The opinion of Justice Scalia was supported by Justice Thomas –nothing to write home about you may think- but also by Justices Stevens, Souter and Ginsburg. On the side of the dissenters, Justice Kennedy was backed once again by Justice Breyer, but his other bed mates –Justices Alito and Roberts- were not less common than Scalia’s, as they belong to the so called right wing of the Court being appointees of GWB.

In summary the Supreme Court ruled that crime laboratory reports –that have become quite familiar to the general public due to the success of the different versions of the TV series CSI- may not be used against criminal defendants at trial unless the analysts responsible for creating them give testimony and subject themselves to cross-examination. This ruling was actually an extension of a 2004 decision and comes back to underline the effects of the Sixth Amendment’s confrontation clause, which gives a criminal defendant the right “to be confronted with the witnesses against him.”

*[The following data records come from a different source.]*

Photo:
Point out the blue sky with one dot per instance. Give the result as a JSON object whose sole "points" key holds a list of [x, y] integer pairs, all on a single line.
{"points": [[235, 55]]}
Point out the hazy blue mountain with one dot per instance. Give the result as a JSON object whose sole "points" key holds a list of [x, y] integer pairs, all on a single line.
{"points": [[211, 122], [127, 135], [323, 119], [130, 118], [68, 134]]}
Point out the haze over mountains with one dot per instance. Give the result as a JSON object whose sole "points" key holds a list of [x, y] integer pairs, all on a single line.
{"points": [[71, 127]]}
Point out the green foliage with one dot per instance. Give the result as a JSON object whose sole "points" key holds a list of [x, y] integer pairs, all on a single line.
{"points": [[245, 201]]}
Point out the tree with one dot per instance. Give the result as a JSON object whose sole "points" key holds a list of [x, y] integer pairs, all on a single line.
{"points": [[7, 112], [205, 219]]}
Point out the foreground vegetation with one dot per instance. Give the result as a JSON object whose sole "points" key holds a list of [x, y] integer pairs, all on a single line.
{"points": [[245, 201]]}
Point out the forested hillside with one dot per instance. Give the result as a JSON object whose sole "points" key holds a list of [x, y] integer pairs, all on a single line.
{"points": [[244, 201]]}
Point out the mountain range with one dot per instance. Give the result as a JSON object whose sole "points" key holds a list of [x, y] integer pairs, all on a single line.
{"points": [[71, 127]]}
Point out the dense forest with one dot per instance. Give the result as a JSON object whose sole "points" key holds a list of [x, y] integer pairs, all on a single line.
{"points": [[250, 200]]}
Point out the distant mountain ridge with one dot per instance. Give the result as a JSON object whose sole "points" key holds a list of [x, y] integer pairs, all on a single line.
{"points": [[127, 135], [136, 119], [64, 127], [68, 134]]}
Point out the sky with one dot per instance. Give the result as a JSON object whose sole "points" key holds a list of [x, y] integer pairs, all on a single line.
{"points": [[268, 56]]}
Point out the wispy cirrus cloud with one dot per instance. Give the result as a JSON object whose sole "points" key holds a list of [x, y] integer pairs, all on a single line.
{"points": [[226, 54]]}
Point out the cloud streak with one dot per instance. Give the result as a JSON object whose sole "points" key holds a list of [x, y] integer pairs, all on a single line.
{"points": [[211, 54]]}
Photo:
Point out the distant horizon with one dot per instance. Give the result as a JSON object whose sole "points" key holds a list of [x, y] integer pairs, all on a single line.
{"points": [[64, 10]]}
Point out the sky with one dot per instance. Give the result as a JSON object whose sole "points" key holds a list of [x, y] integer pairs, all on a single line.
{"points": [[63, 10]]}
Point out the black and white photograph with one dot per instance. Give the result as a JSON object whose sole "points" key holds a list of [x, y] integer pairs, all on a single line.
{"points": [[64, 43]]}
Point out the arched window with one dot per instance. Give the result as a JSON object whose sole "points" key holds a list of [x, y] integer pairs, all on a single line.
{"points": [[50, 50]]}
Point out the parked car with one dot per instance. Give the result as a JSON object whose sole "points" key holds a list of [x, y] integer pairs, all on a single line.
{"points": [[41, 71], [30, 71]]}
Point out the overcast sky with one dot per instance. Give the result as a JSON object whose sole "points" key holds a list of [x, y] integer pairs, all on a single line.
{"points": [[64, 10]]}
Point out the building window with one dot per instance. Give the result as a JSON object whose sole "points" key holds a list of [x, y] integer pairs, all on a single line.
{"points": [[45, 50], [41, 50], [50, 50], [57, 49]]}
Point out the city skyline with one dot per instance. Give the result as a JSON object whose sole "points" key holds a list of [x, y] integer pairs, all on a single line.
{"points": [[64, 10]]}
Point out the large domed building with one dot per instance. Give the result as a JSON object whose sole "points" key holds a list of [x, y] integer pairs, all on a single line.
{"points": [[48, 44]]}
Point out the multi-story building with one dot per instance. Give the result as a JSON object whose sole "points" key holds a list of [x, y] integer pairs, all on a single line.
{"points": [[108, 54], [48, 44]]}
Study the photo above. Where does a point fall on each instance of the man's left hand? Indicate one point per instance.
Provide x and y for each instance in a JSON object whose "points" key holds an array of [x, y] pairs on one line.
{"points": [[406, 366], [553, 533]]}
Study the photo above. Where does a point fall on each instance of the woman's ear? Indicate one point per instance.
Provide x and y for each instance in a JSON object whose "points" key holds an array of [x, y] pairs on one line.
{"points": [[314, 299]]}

The position of the majority seems to be based on sound grounds. The respect and protection of constitutional rights as far as criminal prosecution is concerned is not a matter of choice, and those rights and their application must never be considered and obstacle in fighting against criminal activities, even if in the day to day work it could look so.


“The confrontation clause may make the prosecution of criminals more burdensome, but that is equally true of the right to trial by jury and the privilege against self-incrimination,” Justice Scalia wrote. In his straight forward usual style he added that “Cross-examination of witnesses, is designed to weed out not only the fraudulent analyst, but the incompetent one as well.” And that the Constitution would require allowing defendants to confront witnesses even if “all analysts always possessed the scientific acumen of Mme. Curie and the veracity of Mother Teresa”.


The dissenters strongly underlined that the practical consequences of such decision could end up jeopardising thousands of criminal trials and even letting alleged criminals free. The base of their approach was the comparison between the limited resources, especially human resources, of criminal labs and the enormous number of trials to which labs’ staff could be summoned to confront the results of their analysis.


Without prejudice to my highest regards towards all Justices it appears crystal clear to me that the view of the majority is much closer to the respect of the law than the technicalities and excuses of the dissenters. It may look odd to many people that well known paladins of the Human Rights cause, namely Ginsburg, Souter and Stevens lined with classical ‘originalists’ such as Scalia and Thomas. It does not to me, as the point is whether efficiency in crime prosecution may justify lesser protection of constitutional rights, and there is only one answer for that. To provide that answer is a matter of Justice, not a question of Justices.